Lantas, bagaimana cara kita menyikapi bencana yang secara terus-menerus mendera negeri kita tercinta ini?? Erich From menyebut sikap seperti ini sebagai bentuk escape from freedom, lari dari kebebasan. Bukankah segala kerusakan di langit dan di bumi terjadi akibat kelalaian manusia itu sendiri? Sebuah refleksi cultural masa lalu, dimana Orang tua kita sering kali melarang dengan dogmatisasi ‘pamali’ melakukan aktivitas membawa dan mencuci peralatan dapur di sungai. Pesannya, bahwa “penjaga sungai akan marah bahkan bisa mencelakaimu”. Sepintas dengan nalar seorang anak yang masih kecil, mempercayainya dan ikut mewariskan pesan itu kepada generasinya. Hemat saya, ini merupakan cara moyang kita mengapresiasi dan menjaga kelestarian dan kelangsungan hidup ekosistem dan seluruh elemen yang berkepentingan pada sungai. Sisa makanan dan minuman yang melengket pada peralatan dapur dikhawatirkan dapat meracuni mahluk hidup di sungai dan akan mengotori kebersihan air sungai. Pesan tersebut seharusnya mensugesti cara pandang kita di masa kini, bahwa jika sisa makanan dan minuman saja tidak diperbolehkan mengotori sungai, seharusnya pembabatan hutan dan penumpukan sampah di hulu dan hilir tidak dilakukan. Karena secara perlahan tapi pasti dapat menimbulkan ketidak-seimbangan kehidupan manusia itu sendiri.Sejarah perkembangan peradaban manusia pada mulanya memiliki sikap dan kepercayaan akan ketertundukan dan ketergantungannya pada alam.

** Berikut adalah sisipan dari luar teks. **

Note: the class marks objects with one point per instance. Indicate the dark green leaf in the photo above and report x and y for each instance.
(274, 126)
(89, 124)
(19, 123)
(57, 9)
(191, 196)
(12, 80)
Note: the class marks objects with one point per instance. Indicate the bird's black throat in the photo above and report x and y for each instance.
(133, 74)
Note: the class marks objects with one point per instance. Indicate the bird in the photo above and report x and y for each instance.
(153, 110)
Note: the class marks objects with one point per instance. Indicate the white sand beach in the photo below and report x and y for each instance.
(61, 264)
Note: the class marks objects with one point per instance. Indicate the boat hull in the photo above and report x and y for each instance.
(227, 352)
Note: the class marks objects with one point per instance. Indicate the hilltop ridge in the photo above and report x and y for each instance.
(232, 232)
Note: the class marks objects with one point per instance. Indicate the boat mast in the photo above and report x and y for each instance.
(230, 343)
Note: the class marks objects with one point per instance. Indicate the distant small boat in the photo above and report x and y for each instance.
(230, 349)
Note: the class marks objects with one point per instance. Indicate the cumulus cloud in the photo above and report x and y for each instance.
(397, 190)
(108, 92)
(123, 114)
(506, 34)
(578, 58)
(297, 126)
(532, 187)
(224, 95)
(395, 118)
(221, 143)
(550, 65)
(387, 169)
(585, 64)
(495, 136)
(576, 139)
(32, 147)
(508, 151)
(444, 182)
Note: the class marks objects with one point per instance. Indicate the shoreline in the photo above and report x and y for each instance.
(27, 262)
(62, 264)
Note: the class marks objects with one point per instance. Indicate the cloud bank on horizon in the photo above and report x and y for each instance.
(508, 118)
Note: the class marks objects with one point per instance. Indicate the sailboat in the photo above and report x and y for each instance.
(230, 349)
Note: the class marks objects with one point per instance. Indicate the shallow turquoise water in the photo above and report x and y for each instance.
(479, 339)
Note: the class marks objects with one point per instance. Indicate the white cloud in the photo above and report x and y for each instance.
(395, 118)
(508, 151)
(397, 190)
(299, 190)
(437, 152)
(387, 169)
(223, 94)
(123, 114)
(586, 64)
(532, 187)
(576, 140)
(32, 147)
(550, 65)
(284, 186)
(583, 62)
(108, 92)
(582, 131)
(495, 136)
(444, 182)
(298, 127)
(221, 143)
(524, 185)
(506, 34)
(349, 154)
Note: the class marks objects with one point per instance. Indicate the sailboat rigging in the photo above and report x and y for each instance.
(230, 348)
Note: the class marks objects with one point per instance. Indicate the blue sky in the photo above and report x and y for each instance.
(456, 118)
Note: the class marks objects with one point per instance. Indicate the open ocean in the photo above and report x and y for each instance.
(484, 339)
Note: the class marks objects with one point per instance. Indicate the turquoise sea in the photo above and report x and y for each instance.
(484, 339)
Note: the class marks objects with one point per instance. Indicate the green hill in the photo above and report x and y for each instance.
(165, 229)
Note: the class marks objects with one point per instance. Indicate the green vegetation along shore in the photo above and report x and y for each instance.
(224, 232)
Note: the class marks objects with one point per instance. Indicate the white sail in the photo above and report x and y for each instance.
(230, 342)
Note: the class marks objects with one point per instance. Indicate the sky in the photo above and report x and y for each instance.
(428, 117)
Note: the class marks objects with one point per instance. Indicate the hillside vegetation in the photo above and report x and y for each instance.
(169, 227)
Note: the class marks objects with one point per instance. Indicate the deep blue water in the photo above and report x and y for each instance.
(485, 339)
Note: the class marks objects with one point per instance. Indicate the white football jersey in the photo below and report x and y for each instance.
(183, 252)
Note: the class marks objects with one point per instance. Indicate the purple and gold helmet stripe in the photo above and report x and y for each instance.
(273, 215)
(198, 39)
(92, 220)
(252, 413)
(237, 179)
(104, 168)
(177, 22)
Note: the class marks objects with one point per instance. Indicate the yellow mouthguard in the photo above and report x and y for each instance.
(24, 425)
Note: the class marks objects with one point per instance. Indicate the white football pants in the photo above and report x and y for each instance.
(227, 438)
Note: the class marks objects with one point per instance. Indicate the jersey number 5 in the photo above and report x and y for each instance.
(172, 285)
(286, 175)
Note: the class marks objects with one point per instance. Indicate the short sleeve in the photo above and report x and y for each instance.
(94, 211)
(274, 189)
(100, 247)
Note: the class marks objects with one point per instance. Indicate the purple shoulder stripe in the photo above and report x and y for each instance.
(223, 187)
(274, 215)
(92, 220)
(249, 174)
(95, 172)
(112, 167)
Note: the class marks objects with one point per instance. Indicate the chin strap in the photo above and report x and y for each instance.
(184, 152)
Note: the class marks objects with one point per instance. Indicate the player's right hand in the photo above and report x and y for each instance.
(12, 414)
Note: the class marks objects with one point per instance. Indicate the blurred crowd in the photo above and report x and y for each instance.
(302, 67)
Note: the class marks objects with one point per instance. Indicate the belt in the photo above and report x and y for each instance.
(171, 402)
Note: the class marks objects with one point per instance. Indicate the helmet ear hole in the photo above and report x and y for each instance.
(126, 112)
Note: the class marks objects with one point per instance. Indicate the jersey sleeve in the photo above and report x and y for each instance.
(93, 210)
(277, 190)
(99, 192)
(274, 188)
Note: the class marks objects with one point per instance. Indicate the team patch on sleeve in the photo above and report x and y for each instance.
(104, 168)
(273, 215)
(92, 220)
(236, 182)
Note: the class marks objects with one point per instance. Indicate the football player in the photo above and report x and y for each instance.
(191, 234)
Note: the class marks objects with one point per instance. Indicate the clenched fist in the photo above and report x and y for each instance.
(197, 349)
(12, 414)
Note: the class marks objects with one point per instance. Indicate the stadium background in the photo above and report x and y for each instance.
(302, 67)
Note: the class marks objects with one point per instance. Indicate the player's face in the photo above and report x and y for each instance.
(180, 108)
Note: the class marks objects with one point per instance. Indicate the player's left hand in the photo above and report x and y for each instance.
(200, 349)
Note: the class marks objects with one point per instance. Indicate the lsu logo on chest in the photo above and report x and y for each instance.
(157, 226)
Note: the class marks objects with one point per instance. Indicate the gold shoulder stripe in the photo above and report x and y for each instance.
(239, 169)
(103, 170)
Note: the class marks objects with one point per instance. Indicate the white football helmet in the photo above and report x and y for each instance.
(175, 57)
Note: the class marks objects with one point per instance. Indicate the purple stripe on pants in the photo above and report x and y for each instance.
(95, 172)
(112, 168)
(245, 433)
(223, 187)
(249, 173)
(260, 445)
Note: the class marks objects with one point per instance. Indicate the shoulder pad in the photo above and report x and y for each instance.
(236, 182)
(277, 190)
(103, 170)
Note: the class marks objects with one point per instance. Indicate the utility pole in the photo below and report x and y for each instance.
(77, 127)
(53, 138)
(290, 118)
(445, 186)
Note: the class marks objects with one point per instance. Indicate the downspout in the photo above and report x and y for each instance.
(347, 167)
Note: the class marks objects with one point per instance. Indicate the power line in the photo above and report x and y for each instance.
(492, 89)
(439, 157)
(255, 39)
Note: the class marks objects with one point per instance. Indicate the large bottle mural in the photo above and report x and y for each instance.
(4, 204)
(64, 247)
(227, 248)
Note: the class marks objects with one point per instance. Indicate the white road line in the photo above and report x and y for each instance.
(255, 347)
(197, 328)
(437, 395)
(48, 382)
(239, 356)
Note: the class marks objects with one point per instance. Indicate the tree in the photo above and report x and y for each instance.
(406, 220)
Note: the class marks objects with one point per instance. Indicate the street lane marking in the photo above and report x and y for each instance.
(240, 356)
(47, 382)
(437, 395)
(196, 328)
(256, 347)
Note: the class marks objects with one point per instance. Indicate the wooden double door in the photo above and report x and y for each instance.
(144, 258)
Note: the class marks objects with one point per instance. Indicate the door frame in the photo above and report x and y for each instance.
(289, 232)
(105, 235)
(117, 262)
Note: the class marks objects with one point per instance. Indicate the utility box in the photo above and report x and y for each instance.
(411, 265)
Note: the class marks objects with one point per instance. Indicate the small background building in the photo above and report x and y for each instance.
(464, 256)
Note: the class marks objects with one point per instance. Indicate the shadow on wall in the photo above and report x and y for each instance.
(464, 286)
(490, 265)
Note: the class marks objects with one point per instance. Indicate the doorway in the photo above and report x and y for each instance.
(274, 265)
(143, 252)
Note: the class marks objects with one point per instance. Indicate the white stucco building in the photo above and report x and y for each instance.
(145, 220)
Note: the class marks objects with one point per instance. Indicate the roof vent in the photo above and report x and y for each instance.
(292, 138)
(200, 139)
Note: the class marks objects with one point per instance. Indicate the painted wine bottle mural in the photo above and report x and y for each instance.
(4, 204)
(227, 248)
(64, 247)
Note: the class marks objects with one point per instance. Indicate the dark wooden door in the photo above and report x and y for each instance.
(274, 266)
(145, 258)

Para arkeolog dan filolog (peneliti teks-teks kuno) menunjukkan bahwa manusia sangat takut dan begitu memuliakan alam. Bahkan sebagian diantaranya rela dijadikan sebagai persembahan (dibunuh) dengan tujuan agar alam tidak ‘marah’ dan kehidupannya tetap bisa berjalan normal. Ritual ini dilakukan ketika terjadi bencana seperti gunung meletus, banjir, hasil tanamannya rusak dan lain sebagainya. Sistem kepercayaan seperti ini disebut animisme atau dinamisme. Sebuah kepercayaan yang menjadikan unsur-unsur alam sebagai ‘Tuhan’. Seiring dengan perkembangan dan kemajuan ilmu pengetahuan dan teknologi, peradaban kita terjebak pada cara pandang yang materialis pragmatis. Kita justru ingin menaklukkan alam dan menjinakkan alam. Sehingga prilaku mengeksploitasi alam demi kepentingan dan keuntungan serta laju pembangunan cenderung merusak eksistensi alam yang seharusnya diposisikan sebagai mitra kemanusiaan yang berhak diperlakukan secara manusiawi.Era yang biasa disebut era globalisasi ini, dimana alam semesta dipandang sebagai small village (kampung kecil), memang tidak lagi menjadikan alam sebagai ‘Tuhan’, tetapi secara radikal dijadikan sebagai ‘budak-budak’ pelayan hasrat manusia. Bencana sebagai salah satu elemen kehidupan di muka bumi adalah ‘bentuk protes dan rintihan alam’ kepada Tuhan, bahwa posisi manusia sebagai khalifah telah terdistorsi. Sehingga banjir bandang, tsunami, kebakaran, longsor beserta segala bentuk bencana kemanusiaan, adalah cara Tuhan memediasi ekspresi alam guna menyapa kelalaian manusia pada tugas dan fungsinya sebagai khalifah, sebagai agen of universe (agen alam semesta).